***
Pilkada dan sepak bola, banyak persamaannya, banyak pula perbedaannya. Tergantung bagaimana seseorang memandang, dan bermain di dalamnya. Tak heran bila ada yang “me-sepakbola-kan” pilkada. Kalah dan habis uang banyak, itu semacam taruhan biasa. Bila berhasil mengalahkan lawan lalu mendapatkan jabatan, kini tiba waktunya mengeruk uang kemenangan.
Sikap demikian bukan hanya milik cagub atau cabup yang diusung, tetapi diresapi oleh suporter di bawahnya. Kalau pengusaha, ada kontrak jembatan atau bangunan sekolahan. Bila tokoh politik, ia akan mendesak anggaran, bila ia tokoh masyarakat ia akan meminta fasilitas.
Apakah kita akan sedemikian? Tidak. Islam menuntun, setiap tindakan selalu berorientasi pada tanggung jawab. Saat memilih, saat berada di bilik pencoblosan, entah sebagai pemain atau suporter, ada tanggung jawab yang harus dipikul.

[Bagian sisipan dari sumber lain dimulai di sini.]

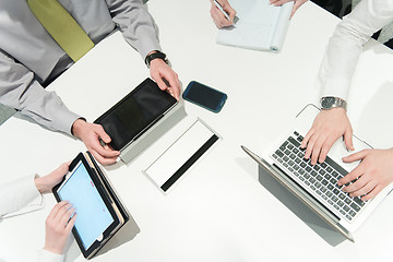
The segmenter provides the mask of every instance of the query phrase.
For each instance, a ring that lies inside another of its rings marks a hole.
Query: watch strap
[[[157,58],[162,59],[165,63],[168,63],[166,55],[162,51],[155,50],[154,52],[147,55],[145,58],[145,63],[146,63],[147,68],[150,68],[151,62]]]

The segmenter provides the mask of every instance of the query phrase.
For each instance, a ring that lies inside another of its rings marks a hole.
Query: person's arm
[[[230,7],[228,0],[217,0],[224,12],[229,16],[229,20],[223,14],[223,12],[217,8],[217,5],[211,0],[211,16],[218,28],[227,27],[234,25],[234,19],[236,15],[235,9]]]
[[[43,198],[34,184],[34,176],[26,176],[0,184],[0,217],[25,214],[43,207]]]
[[[139,51],[143,61],[147,55],[156,50],[162,51],[157,27],[141,0],[106,1],[114,22],[119,25],[124,39]],[[160,90],[168,91],[179,99],[180,83],[176,72],[162,59],[153,61],[150,67],[152,79],[157,82]]]
[[[55,205],[45,223],[45,246],[38,253],[38,262],[62,262],[64,249],[78,215],[67,201]]]
[[[49,192],[68,172],[70,163],[64,163],[44,177],[27,176],[0,184],[0,217],[32,212],[41,207],[43,193]]]
[[[55,92],[43,88],[34,73],[0,50],[0,103],[21,111],[55,131],[71,133],[80,118]]]
[[[392,20],[393,2],[384,0],[361,1],[343,19],[330,39],[320,69],[321,97],[333,96],[347,100],[364,45],[376,31]],[[331,146],[343,135],[347,148],[354,150],[352,134],[345,110],[322,110],[301,144],[307,147],[305,157],[311,157],[312,164],[323,162]]]
[[[103,165],[115,163],[120,154],[100,146],[98,138],[110,142],[100,126],[79,124],[82,121],[81,116],[70,111],[55,92],[43,88],[32,71],[1,50],[0,103],[20,110],[50,130],[81,139]]]

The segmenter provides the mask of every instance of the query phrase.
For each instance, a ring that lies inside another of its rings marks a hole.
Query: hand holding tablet
[[[78,211],[78,218],[70,221],[74,219],[72,233],[83,255],[91,259],[126,224],[129,215],[90,152],[80,153],[69,170],[52,192],[58,202],[70,203],[63,205],[69,217],[73,209]]]

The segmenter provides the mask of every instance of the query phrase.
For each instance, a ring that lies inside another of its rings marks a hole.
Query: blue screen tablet
[[[78,217],[74,226],[87,250],[114,223],[114,218],[82,162],[57,192],[61,200],[70,201],[75,207]]]

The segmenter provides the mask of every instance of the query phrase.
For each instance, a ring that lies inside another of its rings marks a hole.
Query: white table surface
[[[142,174],[176,136],[167,133],[129,166],[106,172],[130,211],[128,223],[93,261],[391,261],[393,199],[355,234],[355,243],[321,222],[240,148],[263,150],[318,96],[317,73],[338,20],[311,2],[290,22],[281,53],[219,46],[210,2],[151,0],[160,44],[182,88],[196,80],[228,95],[219,114],[186,103],[223,140],[164,195]],[[349,98],[355,133],[376,147],[392,145],[392,51],[371,41]],[[50,85],[68,107],[93,121],[148,76],[119,33],[108,37]],[[180,123],[181,126],[181,123]],[[81,141],[23,117],[0,128],[1,181],[46,175],[85,151]],[[17,139],[16,139],[17,138]],[[44,246],[45,218],[55,204],[0,221],[0,262],[34,261]],[[67,261],[84,261],[73,241]]]

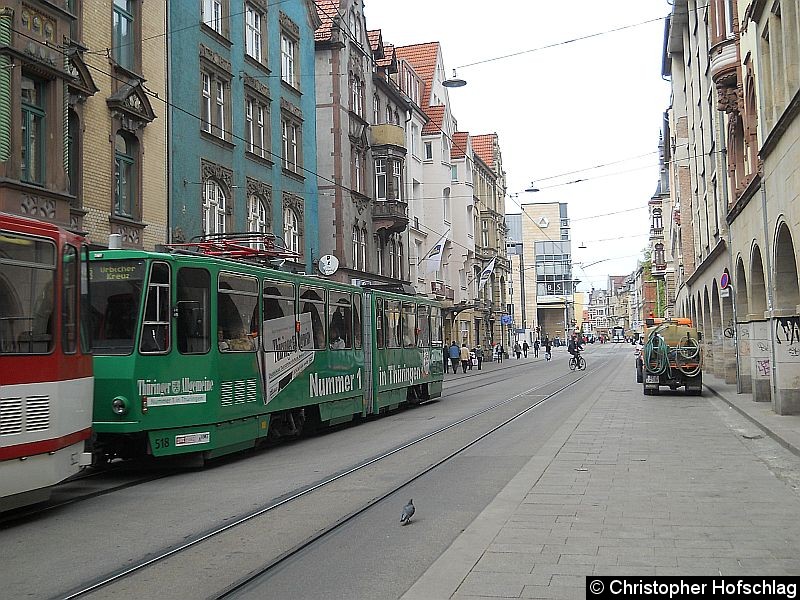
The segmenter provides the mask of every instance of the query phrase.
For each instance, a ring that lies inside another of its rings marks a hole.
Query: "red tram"
[[[0,511],[91,462],[87,257],[79,235],[0,214]]]

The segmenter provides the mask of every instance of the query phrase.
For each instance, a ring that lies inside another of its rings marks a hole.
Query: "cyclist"
[[[581,350],[583,350],[583,344],[581,343],[580,338],[578,338],[578,334],[573,333],[572,337],[569,339],[569,344],[567,345],[567,352],[572,354],[577,362],[580,357]]]

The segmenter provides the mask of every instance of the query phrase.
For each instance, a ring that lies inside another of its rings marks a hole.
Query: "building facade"
[[[166,96],[166,62],[163,36],[142,40],[164,31],[166,13],[135,0],[65,8],[0,10],[0,87],[10,91],[0,110],[0,210],[96,245],[117,233],[125,246],[152,248],[166,234],[166,110],[156,100]]]
[[[170,240],[274,234],[310,271],[317,241],[311,0],[170,2]]]
[[[410,280],[406,115],[394,47],[368,30],[363,2],[317,0],[320,252],[341,281]],[[345,85],[346,82],[346,85]],[[418,94],[417,94],[418,95]]]

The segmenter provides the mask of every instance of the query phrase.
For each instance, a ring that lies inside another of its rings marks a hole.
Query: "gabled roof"
[[[397,58],[408,61],[414,67],[417,75],[420,76],[425,84],[425,89],[422,92],[422,109],[427,110],[431,101],[433,76],[436,73],[436,64],[439,59],[439,42],[399,46],[395,48],[395,51],[397,52]]]
[[[326,42],[331,39],[333,19],[339,17],[339,0],[314,0],[317,14],[322,24],[314,32],[315,42]]]
[[[422,135],[441,133],[442,126],[444,125],[444,105],[437,104],[436,106],[426,106],[423,108],[423,111],[428,115],[430,121],[425,123],[425,127],[422,128]]]
[[[367,39],[369,40],[369,47],[376,58],[381,57],[383,52],[383,36],[380,29],[373,29],[367,32]]]
[[[469,132],[456,131],[453,134],[453,145],[450,148],[450,158],[464,158],[469,145]]]
[[[494,169],[494,148],[497,143],[496,133],[486,133],[472,136],[472,149],[486,166]]]

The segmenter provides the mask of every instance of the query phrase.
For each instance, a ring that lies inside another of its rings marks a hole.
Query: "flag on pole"
[[[478,289],[479,290],[483,289],[483,286],[486,285],[486,282],[489,281],[489,278],[492,276],[492,273],[494,273],[494,262],[496,260],[497,260],[497,257],[494,257],[492,259],[492,262],[490,262],[487,265],[487,267],[483,271],[481,271],[481,279],[478,282]]]
[[[449,233],[450,230],[448,229],[442,238],[436,242],[433,248],[431,248],[430,252],[425,255],[425,258],[422,259],[426,261],[425,272],[435,273],[441,267],[442,255],[444,254],[444,245],[447,243],[447,235]]]

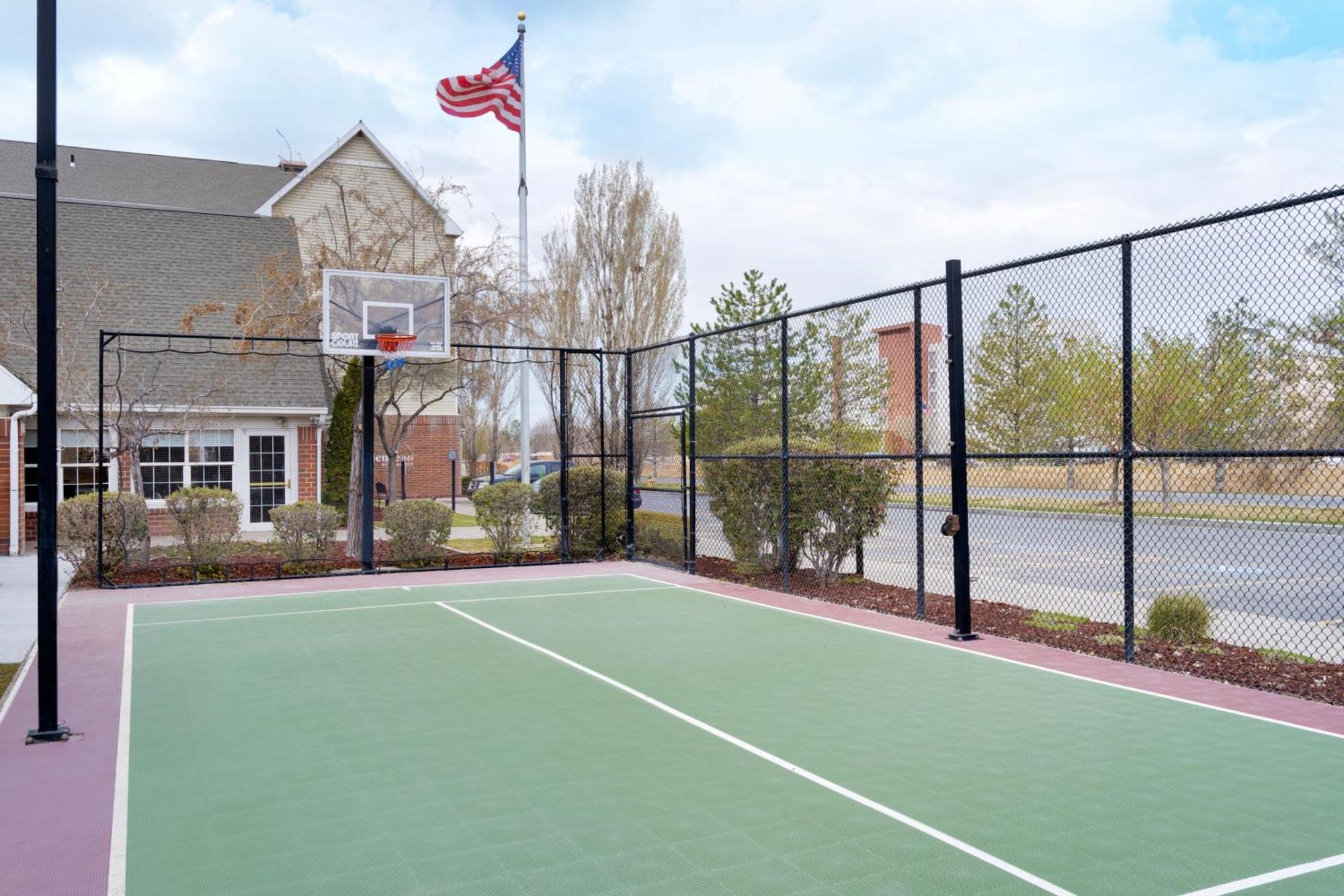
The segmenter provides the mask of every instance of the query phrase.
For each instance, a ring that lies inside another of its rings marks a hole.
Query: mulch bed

Ada amanah yang harus dijunjung dengan kebenaran. Seorang muslim tidak akan memilih pemimpin karena penampilan dan janjinya, atau pemimpin yang menganggap pilkada hanya permainan taruhan, permainan untuk memuaskan diri sebagai petarung belaka.
Sepak bola cantik, pernah kita lihat di tim kesebelasan Brasil, Kamerun, dan Indonesia yang tak pernah juara dunia punya kekayaan lokalitas keindahan sepak bola di Papua yang suatu waktu akan mampu mewarnai perhelatan sepak bola dunia.
Indahnya sepak bola itu terletak karena unsur kerja sama, fair play (suportivitas), menyehatkan, saling berlomba lomba dalam kebajikan dan yang tak kalah unik dari sepakbola dunia ada pergerakan lalu lintas uang dalam memutar roda ekonomi, ada denyut pergerakan uang dari pengiklan, tiket, transfer pemain dll.
Yang perlu diperhatikan saat ini adalah masa pandemi. Pemerintah, sekarang tampaknya mencoba menerapkan standart protokol kesehatan yang ketat. Begitu ada indikasi peningkatan dan penyebaran virus, beberapa daerah langsung di lock down sebagai upaya menekan dan menjauhkan tingkat penyebaran virus.